Thursday, July 5, 2012

"Arthur Schnitzler--Being Jewish" (A dramatic reading at USC)

By: Vickie J. Rubinson
Diplomatic Circles

This performance reaches deep into the mind and soul of the renowned Austrian writer and dramatist, famous for his frank treatment of sex and psyche. Based on his journals, his correspondence and his dreams, the drama exposes Schnitzler's often conflicted feelings about being a Jew in the heady milieu of turn-of-the-century Vienna.

The performance will be followed by a roundtable discussion with a panel of distinguished scholars and a reception at the USC Forum, Thursday September 13 at 4p.m.

Arthur Schnitzler, son of a prominent Hungarian Jewish laryngologist Johann Schnitzler (1835-1893) and Luise Markbreiter (1838-1911), a daughter of the Viennese doctor Philipp Markbriter, was born in Praterstrasse 16, Leopoldstadt, Vienna in the Austro-Hungarian Empire.
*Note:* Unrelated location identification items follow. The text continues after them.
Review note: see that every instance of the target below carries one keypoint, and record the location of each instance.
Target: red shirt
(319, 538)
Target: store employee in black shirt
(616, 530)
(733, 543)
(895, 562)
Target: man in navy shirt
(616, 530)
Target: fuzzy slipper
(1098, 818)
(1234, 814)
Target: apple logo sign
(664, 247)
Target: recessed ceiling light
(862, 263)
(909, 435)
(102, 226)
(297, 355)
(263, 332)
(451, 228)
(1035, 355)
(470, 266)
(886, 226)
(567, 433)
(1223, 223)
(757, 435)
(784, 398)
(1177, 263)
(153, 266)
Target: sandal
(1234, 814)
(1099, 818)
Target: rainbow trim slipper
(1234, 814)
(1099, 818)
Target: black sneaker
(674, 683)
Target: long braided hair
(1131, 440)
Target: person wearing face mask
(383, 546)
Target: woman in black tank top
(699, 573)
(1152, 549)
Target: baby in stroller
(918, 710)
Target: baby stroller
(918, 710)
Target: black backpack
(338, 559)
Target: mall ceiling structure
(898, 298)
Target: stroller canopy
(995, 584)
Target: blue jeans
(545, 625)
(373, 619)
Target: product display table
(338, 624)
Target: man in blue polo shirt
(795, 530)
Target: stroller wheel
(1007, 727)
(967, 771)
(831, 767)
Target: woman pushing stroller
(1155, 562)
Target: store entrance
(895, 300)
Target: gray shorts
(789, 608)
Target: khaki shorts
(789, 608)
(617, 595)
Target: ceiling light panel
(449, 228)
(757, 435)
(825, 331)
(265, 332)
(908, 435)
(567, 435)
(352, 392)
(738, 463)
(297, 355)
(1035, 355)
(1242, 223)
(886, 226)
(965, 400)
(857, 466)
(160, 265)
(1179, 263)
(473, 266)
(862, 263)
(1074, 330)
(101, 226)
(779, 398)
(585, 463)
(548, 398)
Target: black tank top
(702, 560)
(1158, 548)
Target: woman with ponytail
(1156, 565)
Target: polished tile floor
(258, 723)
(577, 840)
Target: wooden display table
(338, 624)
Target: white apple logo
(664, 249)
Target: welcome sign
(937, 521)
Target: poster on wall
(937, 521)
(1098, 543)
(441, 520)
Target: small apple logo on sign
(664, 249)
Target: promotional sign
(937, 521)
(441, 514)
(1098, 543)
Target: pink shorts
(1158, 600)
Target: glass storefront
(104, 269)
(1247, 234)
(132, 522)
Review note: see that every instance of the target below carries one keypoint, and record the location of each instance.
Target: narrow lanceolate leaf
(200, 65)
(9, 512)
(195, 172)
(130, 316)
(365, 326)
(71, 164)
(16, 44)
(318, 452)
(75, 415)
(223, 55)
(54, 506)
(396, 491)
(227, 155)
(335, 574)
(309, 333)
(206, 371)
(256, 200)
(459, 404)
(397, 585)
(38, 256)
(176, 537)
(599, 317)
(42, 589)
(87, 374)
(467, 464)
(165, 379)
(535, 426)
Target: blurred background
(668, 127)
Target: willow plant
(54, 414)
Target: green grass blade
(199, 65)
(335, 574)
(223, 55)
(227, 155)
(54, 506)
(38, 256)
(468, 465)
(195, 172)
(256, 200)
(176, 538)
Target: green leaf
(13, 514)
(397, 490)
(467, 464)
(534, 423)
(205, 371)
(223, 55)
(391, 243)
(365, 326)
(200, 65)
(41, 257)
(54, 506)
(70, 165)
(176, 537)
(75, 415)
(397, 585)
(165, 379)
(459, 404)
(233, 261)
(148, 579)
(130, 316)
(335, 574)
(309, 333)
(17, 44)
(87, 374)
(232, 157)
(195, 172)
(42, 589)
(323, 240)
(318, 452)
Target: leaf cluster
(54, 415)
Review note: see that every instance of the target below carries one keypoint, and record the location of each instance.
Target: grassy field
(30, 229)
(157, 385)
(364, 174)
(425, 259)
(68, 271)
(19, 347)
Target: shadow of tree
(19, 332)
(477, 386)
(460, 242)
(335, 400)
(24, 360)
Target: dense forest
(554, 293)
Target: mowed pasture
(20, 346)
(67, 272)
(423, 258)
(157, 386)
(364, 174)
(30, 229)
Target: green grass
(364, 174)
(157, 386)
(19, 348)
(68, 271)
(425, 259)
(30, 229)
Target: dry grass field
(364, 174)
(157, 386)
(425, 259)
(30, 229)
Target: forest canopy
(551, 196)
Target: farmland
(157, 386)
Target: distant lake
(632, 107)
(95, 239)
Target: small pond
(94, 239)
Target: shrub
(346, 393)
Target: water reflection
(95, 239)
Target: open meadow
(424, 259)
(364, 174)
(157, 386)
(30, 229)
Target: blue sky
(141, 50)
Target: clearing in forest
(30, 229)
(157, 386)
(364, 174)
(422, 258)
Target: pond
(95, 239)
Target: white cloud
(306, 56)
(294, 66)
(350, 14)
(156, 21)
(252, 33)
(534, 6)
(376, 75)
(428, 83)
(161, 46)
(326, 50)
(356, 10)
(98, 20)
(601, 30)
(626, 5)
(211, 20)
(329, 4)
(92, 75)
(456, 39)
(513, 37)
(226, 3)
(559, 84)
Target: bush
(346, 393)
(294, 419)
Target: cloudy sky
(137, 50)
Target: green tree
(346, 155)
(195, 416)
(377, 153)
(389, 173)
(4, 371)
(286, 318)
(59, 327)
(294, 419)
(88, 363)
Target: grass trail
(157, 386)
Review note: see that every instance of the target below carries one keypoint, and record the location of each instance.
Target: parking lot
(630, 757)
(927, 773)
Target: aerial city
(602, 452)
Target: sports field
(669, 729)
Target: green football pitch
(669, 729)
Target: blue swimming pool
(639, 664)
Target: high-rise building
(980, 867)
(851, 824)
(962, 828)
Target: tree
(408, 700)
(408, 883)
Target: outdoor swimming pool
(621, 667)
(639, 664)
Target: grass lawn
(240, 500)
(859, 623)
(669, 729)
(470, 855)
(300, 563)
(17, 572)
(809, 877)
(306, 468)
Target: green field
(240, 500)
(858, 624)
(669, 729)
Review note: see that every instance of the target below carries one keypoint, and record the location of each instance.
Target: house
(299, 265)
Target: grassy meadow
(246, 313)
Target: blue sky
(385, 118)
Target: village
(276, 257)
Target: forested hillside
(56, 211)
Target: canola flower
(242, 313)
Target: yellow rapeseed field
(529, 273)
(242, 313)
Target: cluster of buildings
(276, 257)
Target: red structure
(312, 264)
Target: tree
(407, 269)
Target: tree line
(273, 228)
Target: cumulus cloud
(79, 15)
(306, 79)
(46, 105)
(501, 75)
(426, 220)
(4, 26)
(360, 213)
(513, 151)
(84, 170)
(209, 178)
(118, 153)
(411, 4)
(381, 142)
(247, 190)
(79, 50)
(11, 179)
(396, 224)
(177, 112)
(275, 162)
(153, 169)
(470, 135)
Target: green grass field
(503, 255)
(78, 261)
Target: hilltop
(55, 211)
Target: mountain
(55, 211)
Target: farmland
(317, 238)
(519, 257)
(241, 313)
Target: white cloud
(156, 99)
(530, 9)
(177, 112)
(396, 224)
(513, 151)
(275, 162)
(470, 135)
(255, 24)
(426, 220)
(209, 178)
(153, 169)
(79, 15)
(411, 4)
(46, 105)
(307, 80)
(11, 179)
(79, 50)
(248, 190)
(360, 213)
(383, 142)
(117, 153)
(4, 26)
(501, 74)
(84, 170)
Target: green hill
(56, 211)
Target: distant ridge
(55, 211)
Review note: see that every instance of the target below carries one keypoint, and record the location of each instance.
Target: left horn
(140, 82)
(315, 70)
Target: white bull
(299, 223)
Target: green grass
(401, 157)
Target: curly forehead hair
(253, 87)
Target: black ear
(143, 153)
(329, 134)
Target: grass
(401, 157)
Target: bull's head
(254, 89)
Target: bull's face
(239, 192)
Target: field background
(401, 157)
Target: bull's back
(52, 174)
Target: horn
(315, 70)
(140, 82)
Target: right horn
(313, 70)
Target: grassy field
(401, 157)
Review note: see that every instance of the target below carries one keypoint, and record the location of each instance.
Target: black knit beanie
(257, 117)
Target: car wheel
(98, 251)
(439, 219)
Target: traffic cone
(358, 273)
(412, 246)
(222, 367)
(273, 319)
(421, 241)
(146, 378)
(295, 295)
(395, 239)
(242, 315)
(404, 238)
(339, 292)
He began studying medicine at the University of Vienna in 1879 and received his doctorate of medicine in 1885 and worked at Vienna's General Hospital, but ultimately abandoned medicine in favor of writing.

His works were often controversial, both for their frank description of sexuality and for their strong stand against anti-Semitism, represented by works such as his play "Professor Bernhardi" and the novel "Der Weg ins Freie." However, though Schnitzler was himself Jewish, Professor Bernhardi and Frau Else are among the few clearly indentified Jewish protagonists in his work.

Schnitzler was branded as a pornographer after the release of his play "Reigen," in which ten pairs of characters are shown before and after the sexual act, leading and ending with a prostitute. The furor after this play was couched in the strongest anti-Semitic terms.

In response to an interviewer who asked Schnitzler what he though about the critical view that his works all seemed to treat the same subjects, he replied, "I write of love and death. What other subjects are there?"

A member of the avant-garde group "Young Vienna," Schnitzler toyed with formal as well as social conventions. In addition to his plays and fiction, Schnitzler meticulously kept a diary from the age of 17 until two days before his death. The manuscript which runs to almost 8,000 pages is most notable for Schnitzler's casual descriptions of sexual conquests--he was often in relationships with several women at once and for a period of some years he kept a record of every orgasm.

Schnitzler's works were called "Jewish Filth" by Adolf Hitler and were banned by the Nazis in Austria and Germany. In 1933, when Joseph Goebbels organized book burnings in Berlin and other cities, Schnitzler's works were thrown into flames along with those of other Jews, including Einstein, Marx, Kafka, Freud and Stefan Zweig.

On August 26, 1903, Schnitzler married 21-year-old aspiring actress and singer Olga Gussmann who came from a Jewish middle class family. They had a son together, Heinrich (1902-1982)  and a daughter Lili who committed suicide. The Schnitzler's separated in 1921. Schnitzler died in 1931 in Vienna of a brain hemorrhage. Heinrich went to the U.S. in 1938, following the Anschluss and did not return to Austria until 1959.